In fact, the only people who tried to deny he was a mainstream Muslim were the Kuffars at the FBI. "Any Muslim who took a look at what these people believe in," squeaked then–FBI special agent in Charge Andrew Arena, "would not recognize this as the Muslim faith." But the mainstream Muslim groups recognized it just fine, as they still do. Otherwise, as I asked at the time, "why would Detroit/Dearborn's mainstream' Muslim community pour out to honor the renegade member of a breakaway ideology?"
But that's how the FBI sounded back in 2009, after years of Robert Mueller having CAIR sanitize the bureau's counterterrorism training of anything negative about Islam and permitting that Muslim Brotherhood front, as Andrew McCarthy put it, "to indoctrinate our agents during compulsory 'sensitivity training' lectures."
Now, near simultaneously with the Washington Post's description of the savage Abu Bakr al-Baghdadi as an ascetic scholar of Islam "with wire-frame glasses and no known aptitude for fighting and killing," we get the Detroit Free Press fondly lamenting the late Imam Luqman Abdullah as "a man of the people," who "loved to see the unity amongst people, to bring people together." Local CAIR director Dawud Walid doesn't seem to remember the imam for hating Kuffars, only for feeding indigent people and poor children — your basic Motor City Mother Teresa in a bulletproof vest.

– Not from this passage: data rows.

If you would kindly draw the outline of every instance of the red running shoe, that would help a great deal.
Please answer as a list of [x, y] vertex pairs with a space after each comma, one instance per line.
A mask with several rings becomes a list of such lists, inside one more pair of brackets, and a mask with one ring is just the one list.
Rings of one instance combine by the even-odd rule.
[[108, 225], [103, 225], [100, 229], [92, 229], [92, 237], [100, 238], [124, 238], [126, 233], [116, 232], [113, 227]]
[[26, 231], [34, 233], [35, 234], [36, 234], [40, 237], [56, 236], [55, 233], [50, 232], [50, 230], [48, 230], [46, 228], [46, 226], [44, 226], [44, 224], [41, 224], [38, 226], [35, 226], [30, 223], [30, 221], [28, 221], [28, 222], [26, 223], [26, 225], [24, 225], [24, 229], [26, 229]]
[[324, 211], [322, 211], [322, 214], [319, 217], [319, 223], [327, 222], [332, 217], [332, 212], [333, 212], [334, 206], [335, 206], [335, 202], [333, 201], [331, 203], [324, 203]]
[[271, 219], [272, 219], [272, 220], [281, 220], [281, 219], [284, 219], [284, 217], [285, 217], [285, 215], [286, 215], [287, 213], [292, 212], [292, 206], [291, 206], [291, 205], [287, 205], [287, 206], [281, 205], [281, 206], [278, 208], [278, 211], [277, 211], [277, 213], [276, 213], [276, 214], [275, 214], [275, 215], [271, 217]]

There's lots of the outrage at WaPo's headline is its apparently ridiculous characterization of the terrorist, rapist, and serial beheader al-Baghdadi as an earnest and learned religious man. But I'll defend the WaPo editor, at least for being accidentally right, while, most likely, stupidly attempting to rob Donald Trump of credit for al-Baghdadi's demise. Why is it ridiculous for a devout and bookish religious scholar to be a violent and lawless murderer at the same time? Doesn't that all depend on which religion he's been studying, and what that religion considers the supreme act of obedience? If mainstream Muslims can recognize the Muslim faith in Abdullah's and Al-Amin's brand of extremism, then why can't we recognize it in al-Baghdadi's?